Qatar’s labour laws have subsequently fallen under scrutiny, with a series of reports and investigations raising concern over workers’ rights and conditions.
Despite the country’s promises over the last decade to improve matters, Amnesty International claims in a 19-page report, titled 'Reality Check: The state of migrant workers' rights with less than four years to go until the Qatar 2022 World Cup', that such reforms have failed to properly materialise.
In a statement, the human rights' organisation's deputy director of global issues Stephen Cockburn said: "Time is running out if the Qatari authorities want to deliver a legacy we can all cheer - namely a labour system that ends the abuse and misery inflicted upon so many migrant workers every day.
"The Qatari authorities have been taking some important steps to protect labour rights, but much more needs to be done.
"Holes in the reforms to date mean many workers are still stuck in harsh conditions, vulnerable to exploitation and abuse, while those who return home do so empty-handed, with no compensation and no justice."
The report acknowledges that the Qatari authorities have passed new laws to improve workers' rights since signing an agreement with the United Nations' International Labour Organisation in November 2017.
Authorities also moved to end the practice of ‘Kafala’ - the much-abused requirement for employees to obtain an “exit permit” requiring their employer’s permission to be able to leave the country.
However, according to Amnesty International, serious limitations in some of the reforms mean many migrant workers in Qatar are still at risk of forced labour, restrictions on their movement and other abuses.
The also charity insists that the notorious ‘kafala’ sponsorship system remains firmly in place despite partial reforms.
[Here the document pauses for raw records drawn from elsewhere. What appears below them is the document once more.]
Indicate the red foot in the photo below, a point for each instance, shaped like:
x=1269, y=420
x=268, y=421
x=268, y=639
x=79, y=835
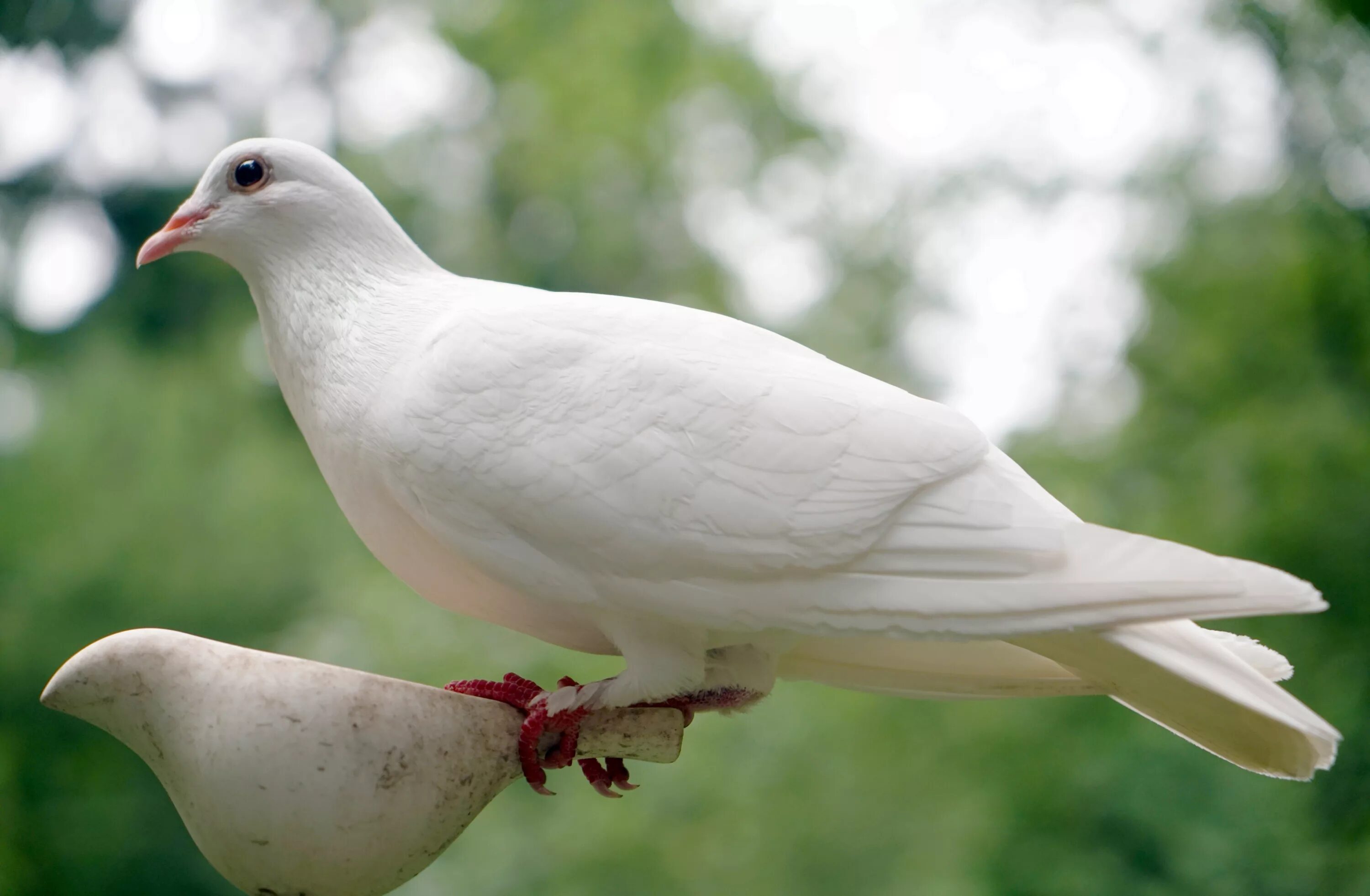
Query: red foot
x=524, y=695
x=528, y=696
As such, migrant workers continue to face criminalisation for “absconding” and risk having their passports confiscated.
Amnesty International also pointed out that the temporary minimum wage for those building the country's infrastructure is around £155 per month, while the new labour courts set up to tackle the non-payment of wages and other complaints are overwhelmed.
The report calls for "fundamental reform" of the sponsorship system, a strengthening of measures to make sure workers are paid in full and on time, improved enforcement of the new laws, proper funding for the dispute resolution committees so they can keep up with the workload, a green light to form trade unions and better protection for domestic workers.
Neither the Qatari government nor the World Cup's organising committee has responded yet to The Independent’s requests for comment.
Qatar is building seven new stadiums and renovating one in order to stage the 2022 World Cup, which has been moved to the winter because of concerns about the Gulf peninsula's extreme summer heat. In fact, the country's climate has been partly blamed by experts for high mortality rates among migrant construction workers.